The mercury relay thus allows for switching of higher currents with a small control current, for a large number of cycles. They are often installed into automatic controllers that required extended periods of unattended continuous switching operation. The mercury surface is self-restoring after an arc, and the contact resistance is low and stable.

The glass tube of a mercury relay must be mounted near-vertically. The sensitivity of these relays can be altered by adjusting their angle relative to vertical. As sensitivity depends upon angle, they are unsuitable for use on mobile equipment or with conditions of high vibration.

== Impulse relays ==
Mercury relays have also been produced as latching or impulse relays. The Lenning design uses a horizontal glass tube with two axially isolated pools of mercury. A conductive stirrup can bridge these to make the connection. The relay is controlled by the stirrup being rotated in and out of the pool along the horizontal axis of the tube. A weight on the stirrup's armature gives an over-centre action that provides the latching behaviour.

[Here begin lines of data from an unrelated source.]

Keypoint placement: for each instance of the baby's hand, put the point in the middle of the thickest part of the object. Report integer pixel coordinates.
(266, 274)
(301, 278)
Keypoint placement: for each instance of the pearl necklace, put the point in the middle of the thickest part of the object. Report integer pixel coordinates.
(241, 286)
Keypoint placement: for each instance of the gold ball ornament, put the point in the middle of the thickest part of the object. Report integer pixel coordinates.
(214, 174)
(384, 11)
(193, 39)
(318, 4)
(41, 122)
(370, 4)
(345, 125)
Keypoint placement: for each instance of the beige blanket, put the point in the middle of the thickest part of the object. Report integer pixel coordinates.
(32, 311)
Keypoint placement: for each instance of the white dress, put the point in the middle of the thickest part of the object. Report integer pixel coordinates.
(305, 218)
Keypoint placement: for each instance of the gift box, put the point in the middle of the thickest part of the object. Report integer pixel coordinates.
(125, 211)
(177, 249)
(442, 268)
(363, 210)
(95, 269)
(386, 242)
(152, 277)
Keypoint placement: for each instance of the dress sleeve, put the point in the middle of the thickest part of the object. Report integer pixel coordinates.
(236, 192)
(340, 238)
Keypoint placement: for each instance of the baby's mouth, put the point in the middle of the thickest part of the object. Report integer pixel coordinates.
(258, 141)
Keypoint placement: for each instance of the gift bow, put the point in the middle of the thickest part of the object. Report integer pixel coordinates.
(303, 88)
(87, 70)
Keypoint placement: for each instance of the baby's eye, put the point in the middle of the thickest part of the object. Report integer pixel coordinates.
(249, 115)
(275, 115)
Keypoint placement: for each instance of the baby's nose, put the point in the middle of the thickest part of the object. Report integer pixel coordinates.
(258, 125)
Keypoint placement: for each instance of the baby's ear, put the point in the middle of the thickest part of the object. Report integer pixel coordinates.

A magnetic slug on the armature allows it to be rotated and controlled by an external electromagnet.

== High-speed operation ==
Owing to the mass of mercury moved during switching, compared to that of the armature and spring leaves of a conventional relay, the mercury relay is not a high-speed device. Despite this, the mercury relay does have a very low contact bounce time, in the sub-millisecond range. For some applications, particularly inductive loads, this alone may be a reason for their use – the timing of contact closure is not rapid, but the avoidance of bounce is valuable.

For high-speed use, the mercury-wetted relay is used instead. This combines the speed of a low-mass relay, together with the fast wetting of mercury contacts. A relay, usually a reed relay, has its contacts coated with a small quantity of mercury. This gives the low bounce advantage of mercury, although the current capacity is still limited to broadly that of the original reed relay.